The Algebra of Federal Indian Law by Robert A. Williams, Jr. pg.222

Despite Myer’s previous success in carrying out a 
sensitive mission with dark moral overtones, many 
Indians balked at the bill of goods the new Commissioner-
designate of Indian Affairs had been assigned to sell. 
At one gathering of Indian people, for instance, Myer 
had been preaching about the potential benefits of the
Indian’s “complete integration” into the mainstream of
political, economic, and social life in the United States,
when he asked the rhetorical question of the day:
“What can we do to Americanize the Indian?” An Indian
elder rose and answered Mr.

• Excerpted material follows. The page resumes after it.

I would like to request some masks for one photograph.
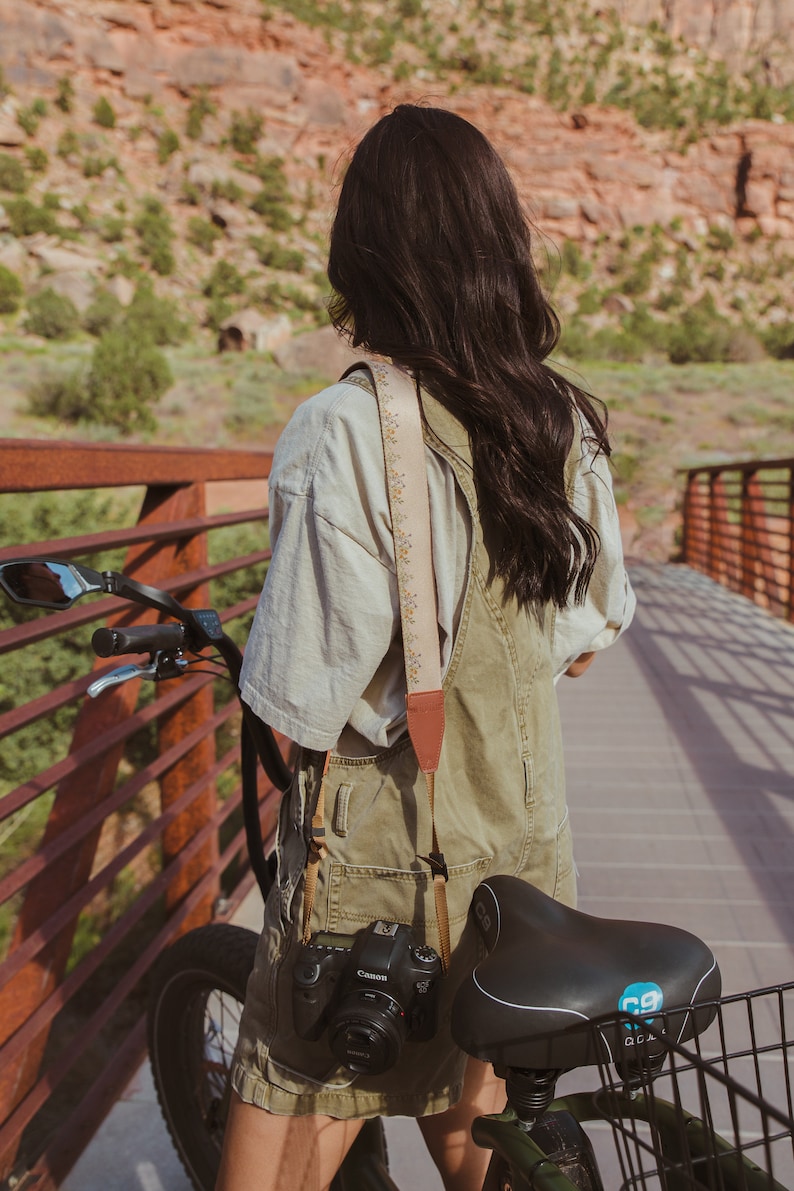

Myer as follows:
You will forgive me if I tell you that my people were
Americans for thousands of years before your people
were. The question is not how you can Americanize us
but how we can Americanize you. We have been working
at that for a long time. Sometimes we are discouraged at
the results, but we will keep trying. And the first thing we
want to teach you is that, in the American way of life,
each man has respect for his brother’s vision. Because
each of us respected his brother’s dream, we enjoyed
freedom here in America while you people were busy
killing and enslaving each other across the water. The
relatives you left behind…are still trying to kill each
other and enslave each other because they have not
learned there that freedom is built on my respect for
my brother’s vision and his respect for mine. We have
a hard trail ahead of us in trying to Americanize you and
your white brothers. But we are not afraid of hard trails.
-The Algebra of Federal Indian Law: The Hard Trail of
Decolonizing and Americanizing The White Man’s Indian
Jurisprudence by Robert A. Williams, Jr.